The spliceosome undergoes a series of conformational changes during the splicing cycle. Initially, the U1 snRNP binds to the 5' splice site, and the U2 snRNP binds to the branch point sequence. The U4/U6.U5 tri-snRNP complex then joins the assembly, bringing the splice sites into close proximity. The U1 and U4 snRNPs are released, and the spliceosome undergoes further rearrangements to form the active site for catalysis.
Function[edit]
The primary function of the spliceosome is to remove introns from pre-mRNA transcripts. This process involves two transesterification reactions. In the first step, the 2'-hydroxyl group of the branch point adenosine attacks the 5' splice site, forming a lariat structure. In the second step, the 3'-hydroxyl group of the upstream exon attacks the 3' splice site, resulting in the ligation of the exons and the release of the intron lariat.
The precise removal of introns and the joining of exons are crucial for the generation of mature mRNA molecules that can be translated into functional proteins.

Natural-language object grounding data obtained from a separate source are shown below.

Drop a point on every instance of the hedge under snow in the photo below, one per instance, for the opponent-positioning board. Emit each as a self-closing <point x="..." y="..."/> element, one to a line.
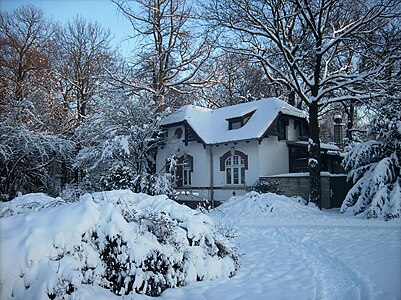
<point x="117" y="240"/>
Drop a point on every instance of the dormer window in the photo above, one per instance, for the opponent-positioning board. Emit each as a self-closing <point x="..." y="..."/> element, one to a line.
<point x="178" y="133"/>
<point x="238" y="122"/>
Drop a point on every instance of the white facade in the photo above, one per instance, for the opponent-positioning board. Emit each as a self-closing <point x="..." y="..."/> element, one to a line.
<point x="256" y="156"/>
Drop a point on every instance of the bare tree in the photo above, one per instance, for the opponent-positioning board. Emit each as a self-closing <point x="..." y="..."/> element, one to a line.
<point x="85" y="57"/>
<point x="305" y="45"/>
<point x="171" y="51"/>
<point x="24" y="65"/>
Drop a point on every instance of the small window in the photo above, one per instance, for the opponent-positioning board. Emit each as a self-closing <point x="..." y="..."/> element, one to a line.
<point x="235" y="170"/>
<point x="178" y="133"/>
<point x="236" y="125"/>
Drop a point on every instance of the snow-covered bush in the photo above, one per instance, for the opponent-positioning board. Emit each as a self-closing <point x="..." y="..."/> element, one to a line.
<point x="265" y="185"/>
<point x="375" y="170"/>
<point x="121" y="241"/>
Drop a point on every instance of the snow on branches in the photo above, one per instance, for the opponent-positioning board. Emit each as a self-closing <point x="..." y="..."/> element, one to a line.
<point x="375" y="171"/>
<point x="124" y="242"/>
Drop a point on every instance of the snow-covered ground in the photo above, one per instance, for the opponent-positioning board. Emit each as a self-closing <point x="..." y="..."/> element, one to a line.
<point x="292" y="251"/>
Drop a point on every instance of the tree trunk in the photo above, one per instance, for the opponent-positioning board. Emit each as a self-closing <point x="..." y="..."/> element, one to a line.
<point x="314" y="156"/>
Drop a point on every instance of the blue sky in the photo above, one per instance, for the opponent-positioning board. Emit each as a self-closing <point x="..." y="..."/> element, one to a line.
<point x="102" y="11"/>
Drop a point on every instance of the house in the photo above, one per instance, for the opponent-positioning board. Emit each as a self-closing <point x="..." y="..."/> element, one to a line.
<point x="219" y="153"/>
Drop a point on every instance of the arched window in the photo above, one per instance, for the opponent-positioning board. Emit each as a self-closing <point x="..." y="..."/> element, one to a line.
<point x="186" y="172"/>
<point x="235" y="170"/>
<point x="234" y="164"/>
<point x="181" y="175"/>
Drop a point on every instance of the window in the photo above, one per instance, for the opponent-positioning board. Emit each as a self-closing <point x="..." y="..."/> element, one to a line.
<point x="235" y="170"/>
<point x="238" y="122"/>
<point x="181" y="176"/>
<point x="186" y="172"/>
<point x="178" y="133"/>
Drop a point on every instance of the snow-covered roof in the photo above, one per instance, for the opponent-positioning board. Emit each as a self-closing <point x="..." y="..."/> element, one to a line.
<point x="323" y="146"/>
<point x="212" y="125"/>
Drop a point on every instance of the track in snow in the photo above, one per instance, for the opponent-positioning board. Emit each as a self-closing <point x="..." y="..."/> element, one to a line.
<point x="333" y="279"/>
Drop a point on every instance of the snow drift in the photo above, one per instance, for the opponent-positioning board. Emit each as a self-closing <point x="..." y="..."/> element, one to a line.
<point x="117" y="240"/>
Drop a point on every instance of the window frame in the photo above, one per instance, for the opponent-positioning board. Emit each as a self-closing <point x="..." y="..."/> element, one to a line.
<point x="234" y="170"/>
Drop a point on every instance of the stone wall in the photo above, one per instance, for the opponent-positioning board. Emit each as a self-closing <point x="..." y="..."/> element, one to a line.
<point x="298" y="185"/>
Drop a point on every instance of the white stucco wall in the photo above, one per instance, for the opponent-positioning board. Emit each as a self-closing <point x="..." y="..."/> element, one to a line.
<point x="273" y="157"/>
<point x="270" y="157"/>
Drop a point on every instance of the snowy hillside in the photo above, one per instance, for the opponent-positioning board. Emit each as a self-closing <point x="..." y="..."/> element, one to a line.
<point x="288" y="250"/>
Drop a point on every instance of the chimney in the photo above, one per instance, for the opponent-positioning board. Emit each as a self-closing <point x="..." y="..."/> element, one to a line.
<point x="338" y="131"/>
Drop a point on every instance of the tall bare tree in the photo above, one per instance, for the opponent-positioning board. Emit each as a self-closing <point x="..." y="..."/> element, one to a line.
<point x="170" y="50"/>
<point x="24" y="63"/>
<point x="305" y="45"/>
<point x="85" y="56"/>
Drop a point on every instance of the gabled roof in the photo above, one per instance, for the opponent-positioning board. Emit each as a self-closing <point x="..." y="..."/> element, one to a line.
<point x="212" y="125"/>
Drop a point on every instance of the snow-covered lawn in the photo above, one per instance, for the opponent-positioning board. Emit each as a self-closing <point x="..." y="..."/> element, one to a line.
<point x="292" y="251"/>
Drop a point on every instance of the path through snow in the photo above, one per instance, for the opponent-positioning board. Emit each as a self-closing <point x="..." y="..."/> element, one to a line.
<point x="317" y="255"/>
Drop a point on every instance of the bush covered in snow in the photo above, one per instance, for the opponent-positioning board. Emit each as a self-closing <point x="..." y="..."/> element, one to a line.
<point x="375" y="170"/>
<point x="121" y="241"/>
<point x="265" y="185"/>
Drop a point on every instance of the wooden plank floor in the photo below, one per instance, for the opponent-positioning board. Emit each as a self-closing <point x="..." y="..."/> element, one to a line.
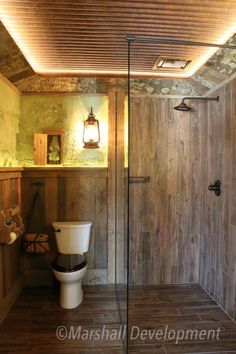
<point x="181" y="307"/>
<point x="30" y="327"/>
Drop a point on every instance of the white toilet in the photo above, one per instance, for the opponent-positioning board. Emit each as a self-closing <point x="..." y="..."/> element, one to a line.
<point x="69" y="267"/>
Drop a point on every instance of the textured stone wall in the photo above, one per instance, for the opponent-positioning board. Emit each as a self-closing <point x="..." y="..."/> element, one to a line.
<point x="9" y="124"/>
<point x="68" y="112"/>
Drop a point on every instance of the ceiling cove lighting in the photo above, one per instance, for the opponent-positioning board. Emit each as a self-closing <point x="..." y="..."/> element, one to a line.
<point x="34" y="49"/>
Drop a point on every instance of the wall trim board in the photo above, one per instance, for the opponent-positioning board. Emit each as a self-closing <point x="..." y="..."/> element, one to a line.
<point x="35" y="93"/>
<point x="10" y="84"/>
<point x="52" y="172"/>
<point x="221" y="84"/>
<point x="44" y="277"/>
<point x="9" y="300"/>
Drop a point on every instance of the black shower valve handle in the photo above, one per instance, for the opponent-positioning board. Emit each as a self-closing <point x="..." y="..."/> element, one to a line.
<point x="216" y="187"/>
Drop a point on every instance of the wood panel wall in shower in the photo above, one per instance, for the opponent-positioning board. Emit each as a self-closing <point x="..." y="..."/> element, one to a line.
<point x="218" y="229"/>
<point x="165" y="213"/>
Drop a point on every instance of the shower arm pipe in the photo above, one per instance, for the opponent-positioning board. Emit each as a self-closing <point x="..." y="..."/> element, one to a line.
<point x="179" y="42"/>
<point x="217" y="98"/>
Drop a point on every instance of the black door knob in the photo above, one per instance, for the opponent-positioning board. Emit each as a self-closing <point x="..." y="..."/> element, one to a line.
<point x="216" y="187"/>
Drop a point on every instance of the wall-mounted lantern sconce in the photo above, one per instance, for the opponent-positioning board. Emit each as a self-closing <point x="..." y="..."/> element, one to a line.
<point x="91" y="135"/>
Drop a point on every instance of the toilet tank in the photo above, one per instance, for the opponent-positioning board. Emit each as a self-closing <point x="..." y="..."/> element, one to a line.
<point x="72" y="237"/>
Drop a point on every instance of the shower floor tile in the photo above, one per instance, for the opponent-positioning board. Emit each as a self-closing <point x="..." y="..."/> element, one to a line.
<point x="184" y="311"/>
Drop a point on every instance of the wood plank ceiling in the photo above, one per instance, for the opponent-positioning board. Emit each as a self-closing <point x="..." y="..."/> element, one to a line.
<point x="89" y="37"/>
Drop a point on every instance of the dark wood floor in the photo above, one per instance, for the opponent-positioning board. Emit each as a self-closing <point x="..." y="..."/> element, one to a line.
<point x="30" y="327"/>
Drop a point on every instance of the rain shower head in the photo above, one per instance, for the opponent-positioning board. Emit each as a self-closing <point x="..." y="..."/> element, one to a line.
<point x="184" y="108"/>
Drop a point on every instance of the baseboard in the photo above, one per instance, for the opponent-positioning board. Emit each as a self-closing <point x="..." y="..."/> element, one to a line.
<point x="9" y="300"/>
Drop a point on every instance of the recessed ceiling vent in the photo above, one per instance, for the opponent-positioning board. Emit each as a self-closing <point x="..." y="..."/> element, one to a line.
<point x="170" y="64"/>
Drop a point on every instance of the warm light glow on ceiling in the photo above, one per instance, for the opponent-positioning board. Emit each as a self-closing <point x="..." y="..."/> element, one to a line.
<point x="42" y="57"/>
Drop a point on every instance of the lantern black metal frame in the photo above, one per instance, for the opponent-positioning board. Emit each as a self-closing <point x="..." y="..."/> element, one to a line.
<point x="91" y="120"/>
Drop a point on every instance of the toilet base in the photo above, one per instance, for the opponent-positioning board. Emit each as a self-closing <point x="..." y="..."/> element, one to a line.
<point x="71" y="294"/>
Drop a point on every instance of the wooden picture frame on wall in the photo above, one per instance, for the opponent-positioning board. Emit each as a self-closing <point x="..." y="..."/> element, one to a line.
<point x="49" y="147"/>
<point x="55" y="145"/>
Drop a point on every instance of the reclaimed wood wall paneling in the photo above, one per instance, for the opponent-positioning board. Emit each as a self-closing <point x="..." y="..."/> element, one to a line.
<point x="165" y="213"/>
<point x="218" y="226"/>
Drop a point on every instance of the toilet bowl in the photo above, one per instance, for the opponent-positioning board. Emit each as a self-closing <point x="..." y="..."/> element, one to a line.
<point x="70" y="265"/>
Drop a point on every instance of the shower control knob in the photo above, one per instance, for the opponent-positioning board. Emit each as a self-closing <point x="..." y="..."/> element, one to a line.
<point x="216" y="187"/>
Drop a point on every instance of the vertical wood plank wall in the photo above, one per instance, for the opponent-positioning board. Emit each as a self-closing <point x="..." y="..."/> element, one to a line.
<point x="164" y="213"/>
<point x="116" y="187"/>
<point x="68" y="194"/>
<point x="11" y="280"/>
<point x="218" y="228"/>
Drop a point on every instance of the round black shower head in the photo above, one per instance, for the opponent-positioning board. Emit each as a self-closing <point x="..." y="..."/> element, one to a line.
<point x="182" y="107"/>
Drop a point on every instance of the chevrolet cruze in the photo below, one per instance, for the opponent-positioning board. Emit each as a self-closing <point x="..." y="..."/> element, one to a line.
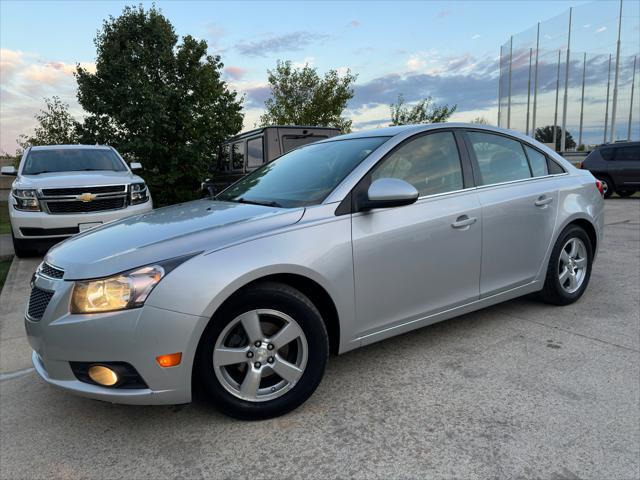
<point x="333" y="246"/>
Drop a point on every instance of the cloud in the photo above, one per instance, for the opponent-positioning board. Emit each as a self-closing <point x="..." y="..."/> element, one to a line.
<point x="235" y="72"/>
<point x="25" y="79"/>
<point x="279" y="43"/>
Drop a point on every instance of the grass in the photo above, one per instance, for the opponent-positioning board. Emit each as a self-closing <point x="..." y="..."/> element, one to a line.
<point x="4" y="269"/>
<point x="4" y="218"/>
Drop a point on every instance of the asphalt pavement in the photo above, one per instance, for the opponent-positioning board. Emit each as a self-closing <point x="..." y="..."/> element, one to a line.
<point x="518" y="390"/>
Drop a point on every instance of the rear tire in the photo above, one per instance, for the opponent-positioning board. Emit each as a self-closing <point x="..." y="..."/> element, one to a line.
<point x="269" y="375"/>
<point x="569" y="267"/>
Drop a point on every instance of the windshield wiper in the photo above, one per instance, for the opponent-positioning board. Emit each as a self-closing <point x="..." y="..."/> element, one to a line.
<point x="266" y="203"/>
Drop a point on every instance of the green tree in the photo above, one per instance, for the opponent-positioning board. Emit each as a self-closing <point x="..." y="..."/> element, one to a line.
<point x="157" y="101"/>
<point x="545" y="135"/>
<point x="55" y="126"/>
<point x="422" y="112"/>
<point x="299" y="96"/>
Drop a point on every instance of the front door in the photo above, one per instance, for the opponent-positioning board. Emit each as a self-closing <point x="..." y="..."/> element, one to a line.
<point x="413" y="261"/>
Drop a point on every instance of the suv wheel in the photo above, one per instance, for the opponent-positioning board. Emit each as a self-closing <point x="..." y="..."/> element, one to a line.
<point x="607" y="185"/>
<point x="569" y="267"/>
<point x="264" y="353"/>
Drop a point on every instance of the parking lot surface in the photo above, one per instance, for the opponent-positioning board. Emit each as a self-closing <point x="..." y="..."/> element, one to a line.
<point x="519" y="390"/>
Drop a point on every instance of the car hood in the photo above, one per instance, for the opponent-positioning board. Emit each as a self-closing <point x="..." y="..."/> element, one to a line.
<point x="75" y="179"/>
<point x="169" y="232"/>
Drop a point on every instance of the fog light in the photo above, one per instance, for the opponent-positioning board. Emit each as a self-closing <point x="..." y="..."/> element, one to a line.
<point x="170" y="360"/>
<point x="103" y="375"/>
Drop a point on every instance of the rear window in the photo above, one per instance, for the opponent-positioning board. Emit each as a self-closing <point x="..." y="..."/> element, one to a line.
<point x="627" y="154"/>
<point x="72" y="160"/>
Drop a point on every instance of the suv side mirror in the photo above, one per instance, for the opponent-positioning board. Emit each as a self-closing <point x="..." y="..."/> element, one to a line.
<point x="389" y="192"/>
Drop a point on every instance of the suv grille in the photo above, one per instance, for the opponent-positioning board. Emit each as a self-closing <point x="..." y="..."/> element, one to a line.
<point x="51" y="272"/>
<point x="80" y="207"/>
<point x="38" y="301"/>
<point x="81" y="190"/>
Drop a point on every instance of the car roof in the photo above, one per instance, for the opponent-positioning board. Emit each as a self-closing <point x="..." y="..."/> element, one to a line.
<point x="71" y="147"/>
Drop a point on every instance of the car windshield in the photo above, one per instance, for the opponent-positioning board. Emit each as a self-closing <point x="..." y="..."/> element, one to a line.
<point x="72" y="160"/>
<point x="304" y="176"/>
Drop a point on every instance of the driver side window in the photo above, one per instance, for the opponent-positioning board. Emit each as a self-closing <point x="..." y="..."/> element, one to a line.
<point x="430" y="163"/>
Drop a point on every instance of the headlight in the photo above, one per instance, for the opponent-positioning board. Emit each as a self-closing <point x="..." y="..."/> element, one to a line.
<point x="138" y="193"/>
<point x="26" y="200"/>
<point x="126" y="290"/>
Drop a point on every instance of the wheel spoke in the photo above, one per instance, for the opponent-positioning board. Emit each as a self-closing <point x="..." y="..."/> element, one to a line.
<point x="251" y="324"/>
<point x="251" y="382"/>
<point x="229" y="356"/>
<point x="573" y="282"/>
<point x="285" y="335"/>
<point x="286" y="370"/>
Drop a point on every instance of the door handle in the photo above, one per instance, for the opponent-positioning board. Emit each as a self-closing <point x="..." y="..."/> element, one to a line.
<point x="543" y="200"/>
<point x="464" y="221"/>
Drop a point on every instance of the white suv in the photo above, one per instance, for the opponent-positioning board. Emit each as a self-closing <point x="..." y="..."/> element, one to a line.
<point x="61" y="190"/>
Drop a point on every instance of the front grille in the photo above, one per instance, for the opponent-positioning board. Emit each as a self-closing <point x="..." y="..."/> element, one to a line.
<point x="81" y="207"/>
<point x="38" y="302"/>
<point x="51" y="272"/>
<point x="81" y="190"/>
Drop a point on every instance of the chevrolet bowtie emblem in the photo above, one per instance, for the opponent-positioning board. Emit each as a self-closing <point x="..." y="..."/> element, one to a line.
<point x="86" y="197"/>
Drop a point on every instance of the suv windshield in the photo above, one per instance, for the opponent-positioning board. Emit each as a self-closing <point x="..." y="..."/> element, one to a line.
<point x="72" y="160"/>
<point x="304" y="176"/>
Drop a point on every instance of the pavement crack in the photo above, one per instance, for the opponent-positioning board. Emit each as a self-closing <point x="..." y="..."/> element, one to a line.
<point x="571" y="332"/>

Errors in splicing can lead to the production of aberrant proteins and are associated with various diseases.
Spliceosome Assembly and Dynamics[edit]
The assembly of the spliceosome is a highly regulated and dynamic process. It begins with the recognition of the 5' splice site by the U1 snRNP and the branch point by the U2 snRNP. The subsequent recruitment of the U4/U6.U5 tri-snRNP complex is a critical step in forming the spliceosome.
The spliceosome undergoes several rearrangements to become catalytically active. These rearrangements involve the release of the U1 and U4 snRNPs and the formation of the active site by the U2, U5, and U6 snRNPs. The dynamic nature of the spliceosome allows it to accurately and efficiently process a wide variety of pre-mRNA substrates.